Sunday, March 2, 2008

"Whenever people agree with me I always feel I must be wrong."

Millais' "Ophelia" might be one of the modern day best and most well known representations of the character, but as I have said (briefly) before, critics at the time throughly hashed the painting.

While painting "Ophelia", Millais' behavior was not that of the modern artist of the time. For one thing, he spent more time on the background of the painting then the actual subject (which wasn't the practice of most artists of the time). He spent time out in Ewell (around 35 miles from London) searching for the perfect place to paint his background. He finally found a spot beside a river, and as he was painting, was picky about things such as the particular flowers that went into it, so that they would be easily recognizable to the viewers, and would reflect the ones mentioned in the play:

QUEEN GERTRUDE

There is a willow grows aslant a brook,
That shows his hoar leaves in the glassy stream;
There with fantastic garlands did she come
Of crow-flowers, nettles, daisies, and long purples
That liberal shepherds give a grosser name,
But our cold maids do dead men's fingers call them:
There, on the pendent boughs her coronet weeds
Clambering to hang, an envious sliver broke;
When down her weedy trophies and herself
Fell in the weeping brook. Her clothes spread wide;
And, mermaid-like, awhile they bore her up:
Which time she chanted snatches of old tunes;
As one incapable of her own distress,
Or like a creature native and indued
Unto that element: but long it could not be
Till that her garments, heavy with their drink,
Pull'd the poor wretch from her melodious lay
To muddy death.


Let us also keep in mind that painting outside was also very uncommon back then.

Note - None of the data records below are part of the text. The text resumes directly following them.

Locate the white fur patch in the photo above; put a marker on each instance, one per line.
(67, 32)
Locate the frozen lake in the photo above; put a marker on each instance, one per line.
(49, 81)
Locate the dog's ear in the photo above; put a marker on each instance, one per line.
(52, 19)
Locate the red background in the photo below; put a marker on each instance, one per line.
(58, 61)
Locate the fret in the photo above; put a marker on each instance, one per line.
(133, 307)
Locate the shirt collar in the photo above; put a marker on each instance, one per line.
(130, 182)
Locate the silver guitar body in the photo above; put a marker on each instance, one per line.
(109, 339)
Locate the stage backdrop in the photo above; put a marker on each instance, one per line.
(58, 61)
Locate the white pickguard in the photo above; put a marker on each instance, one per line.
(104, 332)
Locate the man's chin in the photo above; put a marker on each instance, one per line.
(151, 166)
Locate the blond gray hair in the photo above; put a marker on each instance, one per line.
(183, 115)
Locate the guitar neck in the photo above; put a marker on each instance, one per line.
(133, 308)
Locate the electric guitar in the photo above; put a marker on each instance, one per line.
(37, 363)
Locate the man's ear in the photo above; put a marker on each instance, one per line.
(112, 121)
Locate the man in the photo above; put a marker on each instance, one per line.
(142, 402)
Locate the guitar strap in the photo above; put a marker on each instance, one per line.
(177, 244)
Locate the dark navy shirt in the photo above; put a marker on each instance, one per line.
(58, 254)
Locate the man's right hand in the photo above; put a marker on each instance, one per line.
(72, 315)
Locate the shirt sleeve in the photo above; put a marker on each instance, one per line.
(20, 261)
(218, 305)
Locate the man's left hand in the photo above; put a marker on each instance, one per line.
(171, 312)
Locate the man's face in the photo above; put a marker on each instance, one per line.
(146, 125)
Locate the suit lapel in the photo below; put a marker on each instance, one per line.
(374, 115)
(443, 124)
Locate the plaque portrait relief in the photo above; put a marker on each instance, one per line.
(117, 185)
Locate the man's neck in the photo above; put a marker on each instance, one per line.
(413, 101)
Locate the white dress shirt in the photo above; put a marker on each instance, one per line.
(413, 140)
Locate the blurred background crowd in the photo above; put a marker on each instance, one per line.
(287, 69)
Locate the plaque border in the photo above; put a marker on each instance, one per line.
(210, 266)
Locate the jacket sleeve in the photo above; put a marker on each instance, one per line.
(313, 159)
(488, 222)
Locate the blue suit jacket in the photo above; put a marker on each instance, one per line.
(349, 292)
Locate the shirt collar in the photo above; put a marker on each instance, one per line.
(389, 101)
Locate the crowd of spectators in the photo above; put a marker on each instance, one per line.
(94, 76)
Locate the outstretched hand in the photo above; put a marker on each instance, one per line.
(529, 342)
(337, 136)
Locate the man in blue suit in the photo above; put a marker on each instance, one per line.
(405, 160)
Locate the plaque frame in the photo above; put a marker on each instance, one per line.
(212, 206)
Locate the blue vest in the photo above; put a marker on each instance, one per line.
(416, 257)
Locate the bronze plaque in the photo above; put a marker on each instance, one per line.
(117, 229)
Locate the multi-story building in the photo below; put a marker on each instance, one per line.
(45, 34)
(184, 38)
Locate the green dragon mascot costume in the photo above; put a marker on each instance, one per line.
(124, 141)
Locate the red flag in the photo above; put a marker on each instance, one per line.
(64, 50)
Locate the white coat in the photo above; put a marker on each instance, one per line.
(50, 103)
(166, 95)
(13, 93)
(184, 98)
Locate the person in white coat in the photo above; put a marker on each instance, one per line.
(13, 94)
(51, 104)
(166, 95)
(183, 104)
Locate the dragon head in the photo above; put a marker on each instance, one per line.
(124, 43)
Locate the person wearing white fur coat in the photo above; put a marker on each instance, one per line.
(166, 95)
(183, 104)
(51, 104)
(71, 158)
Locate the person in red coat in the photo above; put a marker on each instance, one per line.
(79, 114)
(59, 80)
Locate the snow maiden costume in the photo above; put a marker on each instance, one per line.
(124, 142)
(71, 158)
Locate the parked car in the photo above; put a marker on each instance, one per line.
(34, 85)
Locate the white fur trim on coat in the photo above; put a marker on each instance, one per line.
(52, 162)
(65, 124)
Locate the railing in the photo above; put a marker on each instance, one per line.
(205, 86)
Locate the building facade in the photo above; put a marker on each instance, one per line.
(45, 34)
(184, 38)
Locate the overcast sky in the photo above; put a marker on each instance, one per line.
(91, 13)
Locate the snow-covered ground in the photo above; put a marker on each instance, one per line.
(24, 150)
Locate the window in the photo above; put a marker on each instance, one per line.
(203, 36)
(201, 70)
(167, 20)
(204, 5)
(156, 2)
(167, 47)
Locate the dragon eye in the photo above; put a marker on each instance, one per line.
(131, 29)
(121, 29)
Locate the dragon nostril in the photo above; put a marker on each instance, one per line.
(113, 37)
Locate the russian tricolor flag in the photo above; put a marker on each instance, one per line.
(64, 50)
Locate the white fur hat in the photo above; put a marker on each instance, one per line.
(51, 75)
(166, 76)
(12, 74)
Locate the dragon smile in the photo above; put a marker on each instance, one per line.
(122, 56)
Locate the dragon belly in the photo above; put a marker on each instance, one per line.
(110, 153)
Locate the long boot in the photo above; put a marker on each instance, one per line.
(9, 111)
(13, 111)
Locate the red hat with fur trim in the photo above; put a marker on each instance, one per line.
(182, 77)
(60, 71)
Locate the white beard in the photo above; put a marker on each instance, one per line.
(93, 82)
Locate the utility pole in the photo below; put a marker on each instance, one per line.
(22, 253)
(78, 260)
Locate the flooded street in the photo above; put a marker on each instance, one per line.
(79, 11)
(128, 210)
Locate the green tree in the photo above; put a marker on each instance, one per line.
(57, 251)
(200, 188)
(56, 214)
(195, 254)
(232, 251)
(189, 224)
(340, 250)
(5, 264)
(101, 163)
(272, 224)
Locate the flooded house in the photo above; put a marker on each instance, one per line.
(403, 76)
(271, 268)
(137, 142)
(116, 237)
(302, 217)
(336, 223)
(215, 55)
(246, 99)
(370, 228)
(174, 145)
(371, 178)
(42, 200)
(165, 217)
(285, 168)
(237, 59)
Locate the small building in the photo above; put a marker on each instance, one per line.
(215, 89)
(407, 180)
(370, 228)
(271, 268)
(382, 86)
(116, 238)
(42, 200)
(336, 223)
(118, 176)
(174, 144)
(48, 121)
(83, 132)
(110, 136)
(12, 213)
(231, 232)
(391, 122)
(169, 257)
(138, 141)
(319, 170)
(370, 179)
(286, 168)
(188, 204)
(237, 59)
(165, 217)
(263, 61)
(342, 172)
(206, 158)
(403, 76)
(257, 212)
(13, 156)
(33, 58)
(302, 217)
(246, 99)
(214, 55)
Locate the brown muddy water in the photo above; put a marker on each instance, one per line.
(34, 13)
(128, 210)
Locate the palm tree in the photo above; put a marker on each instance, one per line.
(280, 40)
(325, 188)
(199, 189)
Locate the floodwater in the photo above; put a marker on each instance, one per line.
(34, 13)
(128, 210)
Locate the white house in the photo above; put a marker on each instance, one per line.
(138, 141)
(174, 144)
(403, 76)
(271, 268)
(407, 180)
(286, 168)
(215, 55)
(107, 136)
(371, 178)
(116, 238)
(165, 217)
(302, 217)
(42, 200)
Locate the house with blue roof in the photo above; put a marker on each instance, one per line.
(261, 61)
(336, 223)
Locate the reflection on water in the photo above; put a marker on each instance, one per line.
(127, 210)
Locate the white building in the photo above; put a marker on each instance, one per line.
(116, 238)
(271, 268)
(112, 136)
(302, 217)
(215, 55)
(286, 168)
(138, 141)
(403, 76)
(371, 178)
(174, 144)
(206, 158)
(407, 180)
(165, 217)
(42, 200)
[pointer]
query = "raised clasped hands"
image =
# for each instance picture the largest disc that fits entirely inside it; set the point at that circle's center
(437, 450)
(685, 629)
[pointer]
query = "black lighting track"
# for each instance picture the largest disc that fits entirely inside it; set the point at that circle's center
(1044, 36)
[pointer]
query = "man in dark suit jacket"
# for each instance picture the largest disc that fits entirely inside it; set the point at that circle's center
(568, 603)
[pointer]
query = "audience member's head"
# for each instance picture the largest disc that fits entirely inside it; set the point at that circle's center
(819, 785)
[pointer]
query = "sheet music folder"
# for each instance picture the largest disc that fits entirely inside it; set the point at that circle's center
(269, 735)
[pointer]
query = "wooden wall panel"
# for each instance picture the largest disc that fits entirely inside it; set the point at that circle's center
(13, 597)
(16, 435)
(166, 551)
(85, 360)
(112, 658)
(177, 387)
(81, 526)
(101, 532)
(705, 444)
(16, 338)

A few quotes from critics:

“Yet what misconception so ever may characterize these works, they plainly declare that when this painter shall have got rid of the wild oats of his art, with some other vegetable anomalies, his future promises works of an excellent, which no human hand my have yet excelled".

"The open mouth is somewhat gaping and gabyish,--the expression is in no way suggestive of her past tale. There is no pathos, no melancholy, no brightening up, no last lucid interval. If she die swan-like with a song, there is no sound or melody, no poetry in this strain."